How to use it in a service
This song belongs in carefully framed contexts. A series on identity, on the theology of the body, on mental health, or on healing is the right home. If your church does programming around eating disorder awareness or body image, this song belongs there. On a typical Sunday, brief the congregation before you sing it. Name what the song is doing, not in a clinical way, but in a pastoral one: "Some of us have a complicated relationship with our own bodies. Some of us have heard this phrase used in ways that made us feel worse, not better. This song is trying to give the phrase back to its original meaning: your body is where God chose to live. That's worth singing." Then let the song do its work. Do not use this song as a background song or a filler. It requires intentional placement and framing to work well.

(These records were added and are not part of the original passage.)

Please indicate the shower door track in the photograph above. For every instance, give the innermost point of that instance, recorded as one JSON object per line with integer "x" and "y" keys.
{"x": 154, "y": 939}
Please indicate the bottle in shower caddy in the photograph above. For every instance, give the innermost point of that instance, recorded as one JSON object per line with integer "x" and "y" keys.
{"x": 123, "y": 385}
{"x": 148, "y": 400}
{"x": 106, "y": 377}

Things to watch for as the worship leader
Be aware that this song may surface emotion in people that is connected to significant pain: eating disorders, abuse histories, medical trauma, body shame that runs very deep. That is not a reason not to sing it. It is a reason to be pastorally present afterward. If your church has care teams or counselors available on Sundays, this might be a Sunday to have them more visible and accessible. As the worship leader, your demeanor should communicate that this is a safe space for whatever emerges. Do not let your own discomfort with the topic bleed into your leading. If you are personally comfortable with the theology of the body, that comfort is itself a gift to the room. If you are not, do some work before Sunday so that you can lead from a settled place. Avoid overly physical expressions of worship on this song: arms raised, jumping, etc. Let the song breathe. Stillness in the leader gives permission for stillness in the congregation, and this is a song where some people need to be still.

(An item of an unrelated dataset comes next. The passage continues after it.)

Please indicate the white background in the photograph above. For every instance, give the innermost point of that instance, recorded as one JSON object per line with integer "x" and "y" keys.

A note for the team behind you (techs, vocalists, band)
This song should be treated like a liturgical piece, which means the production should serve the text above everything else. Band: sparse is the word. Piano or acoustic guitar as the primary instrument. If you add other elements, add them slowly and carefully. This is not a song for a full-band peak moment. The dynamics should stay in a range that feels intimate and reverent throughout. Vocalists: sing it as if you mean it about your own body. The congregation will be watching your face and your posture as much as they are listening to the words. If you are singing this song and visibly uncomfortable with your own body, that dissonance will undermine the message. For the tech team: vocal clarity is non-negotiable here. Every word must land. Compression on the vocal should be gentle. This is not a song for heavy processing. The human voice, relatively unadorned, is the right instrument for a song about the holiness of the human body. Keep the mix warm and close. Avoid large reverb or delay that makes the vocal feel far away. The congregation should feel like the singer is right next to them.